The threshold—the moment when a situation or a person is transformed into something new, for either good or ill—is the central image of From Whence. In many of these lyric poems, the moment of change either is in sharp focus or is exerting its gravitational pull on the poem. It could be the instant when a rock being held up on a frozen pond melts through and makes its plunge, or that dizzying moment when a child realizes that his childhood is over forever. It is leaving a church revival, finding snow outside, and seeing that "Each flake, each one individual we knew, / disappeared into all the others / and made a place for the moonlight to rest." In these moments are loss and newfound joy. From Whence is a hymn to both.

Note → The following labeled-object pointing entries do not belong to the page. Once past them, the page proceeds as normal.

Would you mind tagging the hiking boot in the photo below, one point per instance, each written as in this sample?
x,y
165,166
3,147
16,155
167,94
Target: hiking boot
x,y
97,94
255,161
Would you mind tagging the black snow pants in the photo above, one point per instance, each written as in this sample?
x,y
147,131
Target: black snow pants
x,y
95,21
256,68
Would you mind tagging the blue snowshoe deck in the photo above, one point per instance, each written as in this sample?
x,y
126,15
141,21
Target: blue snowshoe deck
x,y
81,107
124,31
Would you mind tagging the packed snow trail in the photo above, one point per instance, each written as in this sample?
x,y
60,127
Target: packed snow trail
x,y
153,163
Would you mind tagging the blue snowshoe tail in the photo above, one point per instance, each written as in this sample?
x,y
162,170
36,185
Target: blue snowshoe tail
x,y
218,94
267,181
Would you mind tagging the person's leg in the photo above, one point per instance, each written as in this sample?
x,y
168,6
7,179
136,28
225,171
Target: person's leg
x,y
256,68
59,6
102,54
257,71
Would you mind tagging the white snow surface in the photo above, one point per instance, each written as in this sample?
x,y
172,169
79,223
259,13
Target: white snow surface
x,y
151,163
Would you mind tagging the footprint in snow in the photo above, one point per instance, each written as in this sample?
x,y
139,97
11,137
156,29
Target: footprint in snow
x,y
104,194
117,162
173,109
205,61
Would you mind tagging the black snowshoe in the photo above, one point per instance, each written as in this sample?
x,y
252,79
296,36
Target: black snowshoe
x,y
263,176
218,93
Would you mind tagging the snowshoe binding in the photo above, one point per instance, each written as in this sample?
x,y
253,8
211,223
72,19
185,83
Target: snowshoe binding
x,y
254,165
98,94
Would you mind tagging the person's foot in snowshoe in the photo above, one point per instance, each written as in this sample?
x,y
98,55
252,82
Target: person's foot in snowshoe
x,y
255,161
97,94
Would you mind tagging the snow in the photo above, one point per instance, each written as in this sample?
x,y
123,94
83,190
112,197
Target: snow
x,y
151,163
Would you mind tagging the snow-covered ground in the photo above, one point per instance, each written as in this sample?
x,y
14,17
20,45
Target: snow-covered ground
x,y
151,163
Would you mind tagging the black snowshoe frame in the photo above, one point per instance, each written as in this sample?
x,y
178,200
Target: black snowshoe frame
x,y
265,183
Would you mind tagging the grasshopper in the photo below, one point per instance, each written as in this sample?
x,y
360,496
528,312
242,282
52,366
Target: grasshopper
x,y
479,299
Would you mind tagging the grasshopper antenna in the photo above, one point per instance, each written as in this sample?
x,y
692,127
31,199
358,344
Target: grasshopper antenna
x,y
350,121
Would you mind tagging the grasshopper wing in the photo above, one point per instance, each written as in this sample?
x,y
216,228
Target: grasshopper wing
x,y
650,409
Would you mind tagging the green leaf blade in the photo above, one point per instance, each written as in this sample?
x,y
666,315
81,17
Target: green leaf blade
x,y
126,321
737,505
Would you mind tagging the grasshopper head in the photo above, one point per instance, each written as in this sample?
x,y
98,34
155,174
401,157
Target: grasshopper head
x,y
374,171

It seemed it took all of her
to play it. Her smooth hands worked
the double keyboard, her shoulders
rolled under the robe when she reached
to the stops, oboe, lute, or harp.
She'd unsnap the robe, bottom up,
and spread it back over the bench
to give her legs the freedom they needed.
Only I could see her feet.
She'd taken off her shoes
to feel the low register pedals
with the private dark toe of her Sunday hose.
Through "Holy, Holy, Holy" and "I Love
Thy Kingdom, Lord" I was acolyte
to her organ's hum. The Word,
as her hymns swelled, became flesh.
“Organist” published in From Whence by Michael Chitwood.